On top of this, there are a pair of deck lights switched from inside. The switch is left on to give constant power to the fixture. I didn't see them at first, but the two fixtures have a small set of adjustment for Dusk/Dawn or Security. A time control with a test mode and a sensitivity control. There is also a sensor on the top of the fixture. I get the "gist" of how this works, but I have a question.

The Dusk/Dawn is a pot. I wasn't really aware of there being a "range" between a photoeye on/off control and a motion-sensor type control. Has anyone seen this before? I tried setting it to Dusk/Dawn and covering the eye to no avail. No matter what I did I couldn't get these things to turn on, be it with motion or darkness.


----------



## MikeFL (Apr 16, 2016)

sparkiez said:


> So I went on an interesting call today. It seems that we had previously hung some solar lights. Of course, them being under a soffit means that the batteries don't charge. The customer also wants brighter lights than the current ones. I was thinking perhaps a bigger solar-powered light with a detachable panel.
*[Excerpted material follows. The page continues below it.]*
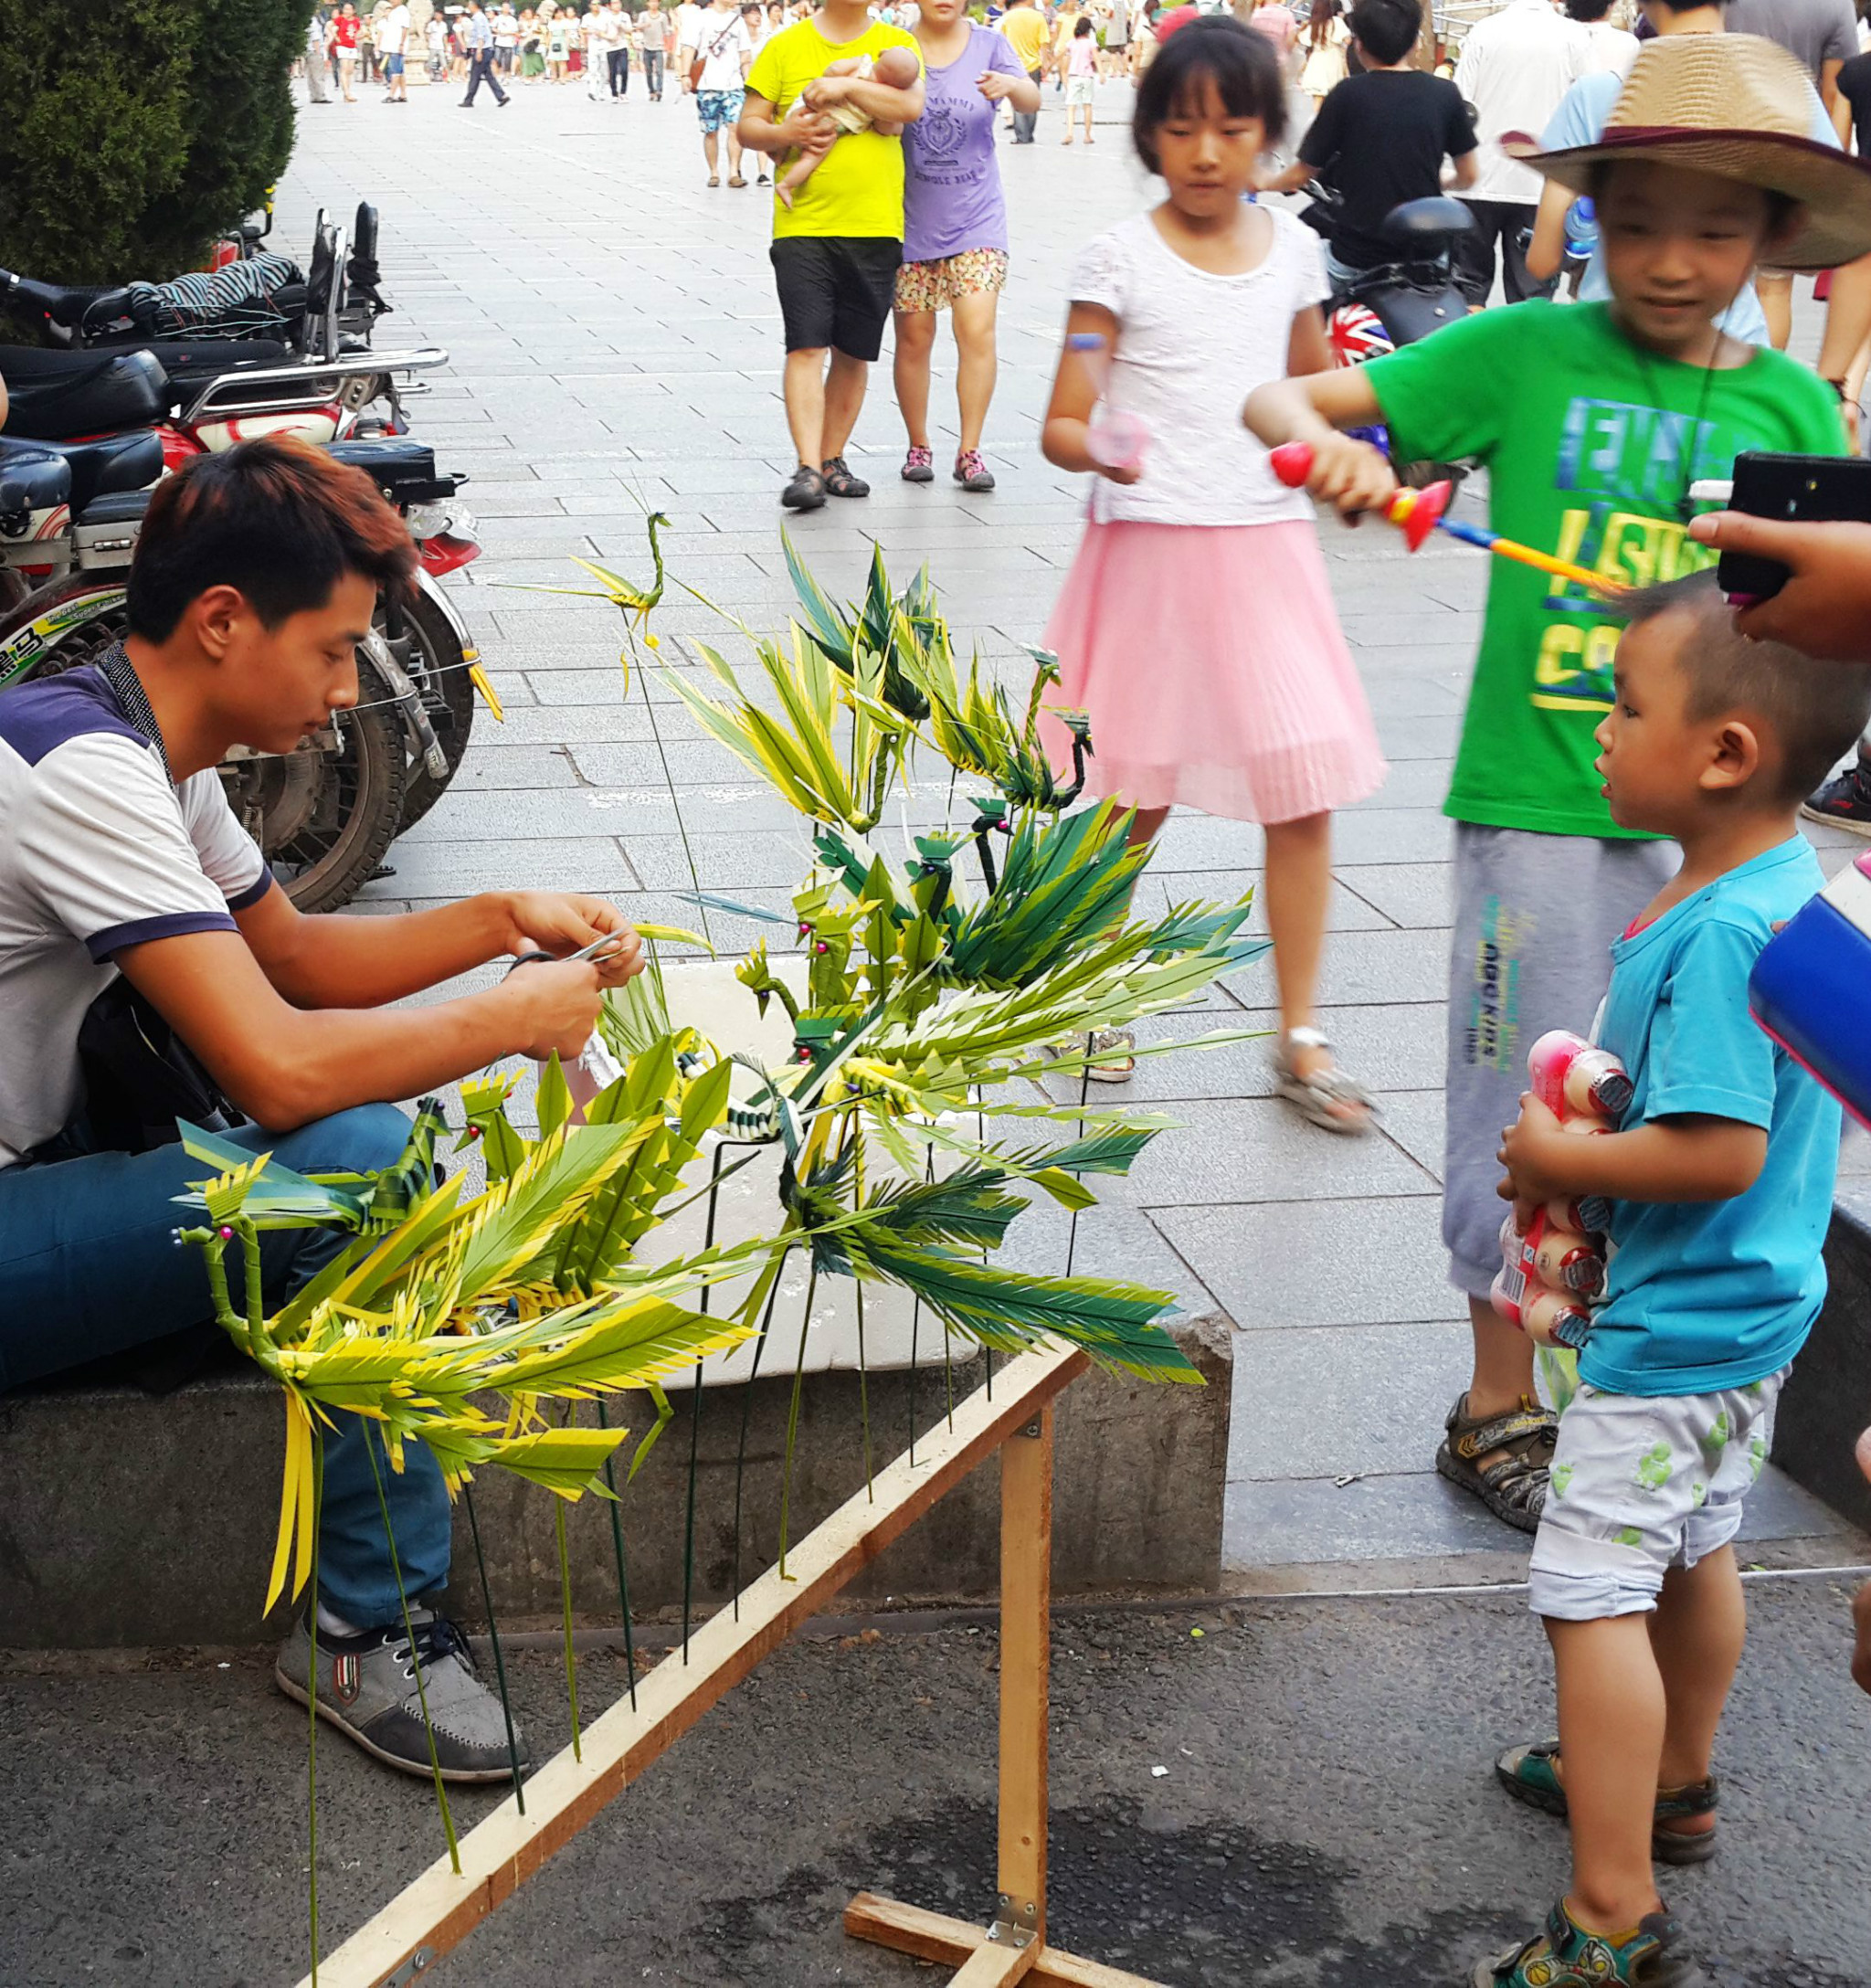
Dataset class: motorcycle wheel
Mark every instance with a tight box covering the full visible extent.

No questions about that light, right? Just trying to figure out which light we're discussing.






sparkiez said:


> ...
> 
> On top of this, there are a pair of deck lights switched from inside. The switch is left on to give constant power to the fixture. I didn't see them at first, but the two fixtures have a small set of adjustment for Dusk/Dawn or Security. A time control with a test mode and a sensitivity control. There is also a sensor on the top of the fixture. I get the "gist" of how this works, but I have a question.
> 
> The Dusk/Dawn is a pot. I wasn't really aware of there being a "range" between a photoeye on/off control and a motion-sensor type control. Has anyone seen this before? I tried setting it to Dusk/Dawn and covering the eye to no avail. No matter what I did I couldn't get these things to turn on, be it with motion or darkness.


These are hard wired to line voltage? So we're not dealing with a solar charger and batteries?
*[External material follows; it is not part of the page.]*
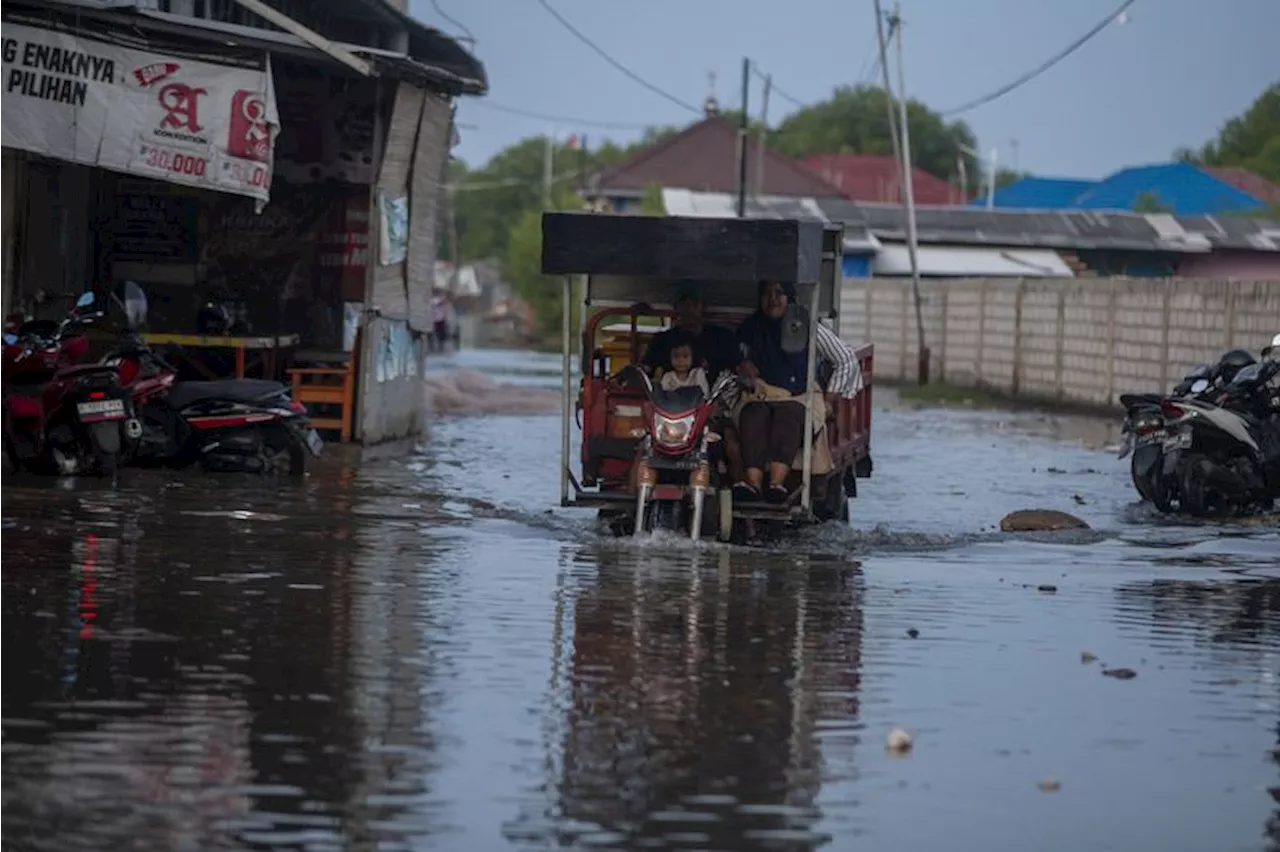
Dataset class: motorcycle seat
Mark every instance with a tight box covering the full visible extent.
[56,364,120,379]
[167,379,286,409]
If this is the case, there's likely a delay in the photocontrol. Cover the eye with black vinyl tape and wait ten minutes. You may need to wave your hand if the motion is engaged.

FYI: Many of these are sold for $10-25 in big box stores and you get what you pay for. It would likely be cheaper to just go get another fixture from the big box and replace what's there. 

There also may be multiple control settings. One for day/ night/ on and another for motion sensitivity. The objective is motion allows the lights to come on upon detection of motion only when the parameters of the day/ night/ on setting are met.


----------



## sparkiez (Aug 1, 2015)

https://pasteboard.co/Hiymsns.png
There is a link to the image of the two deck lights.

To clarify, there is a set of security lights without AC power. Cheap little buggers. These are under the soffit, hence they can't recharge. Then, separately on the deck is a pair of what used to be simple switched deck sconces. Now they are these fancy fixtures.

For some reason the original posting failed. One thing that throws me though, the Dusk/Dawn setting is a potentiometer.I would think it would be a hard switch. The real issue with these is that I couldn't get the settings going. I did try covering the sensor area with my hoodie and a hat to try and get them to turn on, while set on what I'm thinking was the Dusk/Dawn setting. The sensors are very discrete by the way and I didn't notice them at first.

The two security lights are separate lights without AC power. The customer is elderly and doesn't want to spend money to get power to the two lights.


----------



## Gnome (Dec 25, 2013)

sparkiez said:


> One thing that throws me though, the Dusk/Dawn setting is a potentiometer.I would think it would be a hard switch.


This is pretty common. The Dusk/Dawn setting is adjustable so that one can compensate for other lighting sources or less than ideal placement (EG: sensor happens to be facing due east or pointed towards another light source.)


----------